One of the documents of the conference is The Montevideo Roadmap:
“…highlights the need for coordinated and coherent action from all sectors and the whole of society, as many of the main drivers of ill health lie outside the control of health ministries, systems and professionals. Non-State actors, including civil society and industry, have important roles to play.”
The Montevideo Roadmap lists several agents as major causes of deaths from the noncommunicable diseases:
“It also points out that the bulk of NCD deaths could have been prevented by action against tobacco, air pollution, unhealthy diets, physical inactivity, and harmful use of alcohol – as well as by improved disease detection and treatment.”
Interestingly, looking at the program of the conference there is lack of interest in the radiation-caused noncommunicable diseases, some of which, like e.g. brain cancer or melanoma, might lead to premature deaths.
There seems to be no interest in ionizing radiation (like radon or X-rays), no interest in ultraviolet radiation and no interest in electromagnetic fields (emitted by power-lines and wireless communication).

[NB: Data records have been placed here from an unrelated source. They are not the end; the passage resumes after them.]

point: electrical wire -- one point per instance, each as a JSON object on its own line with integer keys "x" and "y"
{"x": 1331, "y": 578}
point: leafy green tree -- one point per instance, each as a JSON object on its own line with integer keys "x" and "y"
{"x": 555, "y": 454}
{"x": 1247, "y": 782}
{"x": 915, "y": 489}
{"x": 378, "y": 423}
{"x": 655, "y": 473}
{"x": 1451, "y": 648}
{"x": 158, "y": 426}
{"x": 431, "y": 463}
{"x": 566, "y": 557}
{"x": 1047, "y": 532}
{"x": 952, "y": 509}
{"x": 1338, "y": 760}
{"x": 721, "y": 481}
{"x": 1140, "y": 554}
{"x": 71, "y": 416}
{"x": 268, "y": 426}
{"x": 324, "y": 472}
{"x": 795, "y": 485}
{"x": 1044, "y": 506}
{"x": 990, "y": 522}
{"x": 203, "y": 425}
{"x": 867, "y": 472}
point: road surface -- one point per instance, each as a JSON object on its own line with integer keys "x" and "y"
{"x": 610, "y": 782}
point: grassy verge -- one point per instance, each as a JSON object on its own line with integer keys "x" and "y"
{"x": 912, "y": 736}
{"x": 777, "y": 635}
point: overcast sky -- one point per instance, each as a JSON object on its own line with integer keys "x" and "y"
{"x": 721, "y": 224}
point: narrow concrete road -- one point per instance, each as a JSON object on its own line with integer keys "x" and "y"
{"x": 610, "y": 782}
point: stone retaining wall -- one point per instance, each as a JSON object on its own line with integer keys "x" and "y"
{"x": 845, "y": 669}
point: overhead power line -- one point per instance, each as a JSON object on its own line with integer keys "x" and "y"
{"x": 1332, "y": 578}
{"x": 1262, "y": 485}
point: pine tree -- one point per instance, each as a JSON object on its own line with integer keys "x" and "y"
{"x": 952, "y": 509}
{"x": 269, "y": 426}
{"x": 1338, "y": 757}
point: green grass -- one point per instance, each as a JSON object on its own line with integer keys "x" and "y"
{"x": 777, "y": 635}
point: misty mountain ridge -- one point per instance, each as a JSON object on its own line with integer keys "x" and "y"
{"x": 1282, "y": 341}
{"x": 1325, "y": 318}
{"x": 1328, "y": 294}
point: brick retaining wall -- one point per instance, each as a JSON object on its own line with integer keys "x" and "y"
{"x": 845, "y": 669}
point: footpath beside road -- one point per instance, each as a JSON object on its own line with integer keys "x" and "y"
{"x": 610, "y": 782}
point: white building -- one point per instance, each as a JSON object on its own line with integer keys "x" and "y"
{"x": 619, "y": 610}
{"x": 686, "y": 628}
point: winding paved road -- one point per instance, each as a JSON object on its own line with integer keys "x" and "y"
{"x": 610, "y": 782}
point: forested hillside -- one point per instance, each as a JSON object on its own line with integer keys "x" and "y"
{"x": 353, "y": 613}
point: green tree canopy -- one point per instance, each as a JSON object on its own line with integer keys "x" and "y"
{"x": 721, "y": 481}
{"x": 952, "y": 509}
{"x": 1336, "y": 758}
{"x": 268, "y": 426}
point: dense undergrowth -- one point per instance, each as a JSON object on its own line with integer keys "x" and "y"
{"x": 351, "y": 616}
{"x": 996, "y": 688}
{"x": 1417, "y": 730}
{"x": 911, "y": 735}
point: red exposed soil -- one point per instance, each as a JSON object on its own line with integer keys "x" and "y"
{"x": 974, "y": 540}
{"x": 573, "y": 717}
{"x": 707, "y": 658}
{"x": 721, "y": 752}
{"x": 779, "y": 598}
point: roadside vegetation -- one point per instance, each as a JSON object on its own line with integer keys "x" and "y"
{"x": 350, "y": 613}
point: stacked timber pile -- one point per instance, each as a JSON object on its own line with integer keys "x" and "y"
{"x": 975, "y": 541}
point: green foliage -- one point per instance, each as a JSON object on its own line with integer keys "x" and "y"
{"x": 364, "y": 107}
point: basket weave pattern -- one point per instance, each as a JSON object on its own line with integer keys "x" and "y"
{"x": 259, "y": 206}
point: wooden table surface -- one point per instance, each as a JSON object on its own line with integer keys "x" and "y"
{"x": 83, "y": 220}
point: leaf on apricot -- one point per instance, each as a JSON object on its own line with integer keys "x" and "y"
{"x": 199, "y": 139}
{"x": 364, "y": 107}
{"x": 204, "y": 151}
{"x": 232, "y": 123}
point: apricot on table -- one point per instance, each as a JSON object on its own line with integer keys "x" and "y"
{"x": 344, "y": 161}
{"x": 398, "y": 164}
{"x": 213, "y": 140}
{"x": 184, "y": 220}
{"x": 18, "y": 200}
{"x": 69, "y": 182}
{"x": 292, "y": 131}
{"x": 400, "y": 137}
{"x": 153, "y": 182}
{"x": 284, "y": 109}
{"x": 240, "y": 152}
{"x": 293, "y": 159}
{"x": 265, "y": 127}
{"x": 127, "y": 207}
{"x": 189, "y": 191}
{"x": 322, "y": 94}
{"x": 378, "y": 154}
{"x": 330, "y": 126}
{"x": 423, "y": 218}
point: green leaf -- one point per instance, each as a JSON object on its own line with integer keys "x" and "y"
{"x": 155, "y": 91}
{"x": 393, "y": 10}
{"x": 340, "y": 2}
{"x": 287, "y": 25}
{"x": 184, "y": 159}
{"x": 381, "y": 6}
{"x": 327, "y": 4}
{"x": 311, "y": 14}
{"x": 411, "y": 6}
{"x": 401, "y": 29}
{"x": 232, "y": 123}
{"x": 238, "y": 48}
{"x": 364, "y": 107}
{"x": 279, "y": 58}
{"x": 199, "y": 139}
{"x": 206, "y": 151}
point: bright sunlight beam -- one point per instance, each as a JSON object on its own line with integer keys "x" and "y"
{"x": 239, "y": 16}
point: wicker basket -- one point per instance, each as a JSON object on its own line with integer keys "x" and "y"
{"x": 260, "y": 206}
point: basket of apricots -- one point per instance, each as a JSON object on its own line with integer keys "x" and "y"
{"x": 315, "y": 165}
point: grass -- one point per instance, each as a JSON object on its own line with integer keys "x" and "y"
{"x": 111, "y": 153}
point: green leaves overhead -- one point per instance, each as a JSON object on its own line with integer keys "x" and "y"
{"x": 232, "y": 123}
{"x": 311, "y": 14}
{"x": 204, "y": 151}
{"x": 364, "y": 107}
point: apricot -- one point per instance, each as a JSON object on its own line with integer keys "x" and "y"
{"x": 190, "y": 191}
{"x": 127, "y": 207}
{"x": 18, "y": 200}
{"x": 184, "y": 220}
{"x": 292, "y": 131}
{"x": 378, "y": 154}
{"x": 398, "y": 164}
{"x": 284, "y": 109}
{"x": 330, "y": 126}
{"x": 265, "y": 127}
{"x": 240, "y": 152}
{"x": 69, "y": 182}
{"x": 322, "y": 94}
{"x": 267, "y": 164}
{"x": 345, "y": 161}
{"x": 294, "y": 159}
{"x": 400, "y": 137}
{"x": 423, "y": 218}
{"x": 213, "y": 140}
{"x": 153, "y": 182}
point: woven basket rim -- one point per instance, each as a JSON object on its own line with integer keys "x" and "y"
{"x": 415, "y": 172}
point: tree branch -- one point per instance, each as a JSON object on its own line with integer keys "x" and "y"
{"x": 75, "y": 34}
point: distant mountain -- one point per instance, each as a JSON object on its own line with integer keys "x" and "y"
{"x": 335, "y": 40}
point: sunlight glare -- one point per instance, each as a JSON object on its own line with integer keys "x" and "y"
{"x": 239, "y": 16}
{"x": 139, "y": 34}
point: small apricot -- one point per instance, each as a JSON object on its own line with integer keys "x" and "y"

This lack of interest in radiation is seen from the preliminary program of the conference, dated July 4, 2017 (the only version available on the conference website).
It is surprising.
Ionizing radiation and ultraviolet radiation are known human carcinogens (group 1), as classified by the IARC (International Agency for Research on Cancer).
Also, non-ionizing radiation emitted by power-lines and electric house wiring as well as radiation emitted by the wireless communication devices and their networks, were classified by IARC as possible human carcinogens (group 2B).
Therefore, the lack of attention of the conference to the radiation as a cause of some of the noncommunicable diseases indicates that the WHO does not consider radiation as serious enough problem for the health of the society to discuss it in the conference focused on noncommunicable diseases.